We have four cats. One shows no interest in them, two have interacted, but decided it wasn't for them, and one loves to sit by the hedgehog playpen, or in it. In the past he's given experimental pats, but he seems to have learned that it only brings him pain. Hedgehogs have a great defence system. If they feel threatened they are practically impenetrable. Some of our hedgehogs really like the cats, one of them will chase them. I think it amuses her that they're afraid of her. Others will hunker down or ball up if they smell the cat. If you feel comfortable, let them sniff each other, maybe a pat or two, especially if she doesn't have claws it won't hurt your hedgie. Don't leave them alone together. I imagine a very determined pain resistant cat might get a hedgie ball open, but none of mine have ever gone beyond the pat. Good luck


----------



## JulieAnne (Sep 3, 2012)

I have a cat and 2 dogs along with my two hedgies. My cat observes from a distance. Prim will chase him and my 100 lb Weimaraner if she catches a wiff of them lol.
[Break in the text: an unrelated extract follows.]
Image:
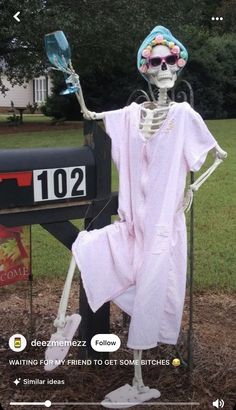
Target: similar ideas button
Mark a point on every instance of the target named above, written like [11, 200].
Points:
[105, 342]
Of course, never leave your cat alone with your hedgie and stay close by. I would let kitty sniff and maybe even do a gentle pat, so kitty knows that hedgie is painful. My dogs and cat have gotten noses/paws quilled so they know not to mess with my girls


----------



## jessiew819 (Feb 3, 2011)

Thanks both of you for sharing your experiences! I feel better about letting them be around each other, as long as I'm supervising.


----------



## Chihirolee3 (Nov 27, 2012)

I was very hesitant at first letting my cat come anywhere near my hedgehogs, but after slowing letting them get used to each other and having heavy supervision letting my hedgie run around a bit in my cat's presence, I have relaxed. My cat is halfway terrified yet intrigued by my our little ones. Rhododendron just wants to be left alone, so after cleaning her cage and spending some hands on time with her, I just let her be. Pindsvin, on the other hand, loves exploring and seems to really enjoy teasing my cat. He isn't scared of him at all and in fact seems to walk all over my poor cat...It's very funny to watch them interact, but it's of utmost importance to supervise regardless of how comfortable it all seems to be.


----------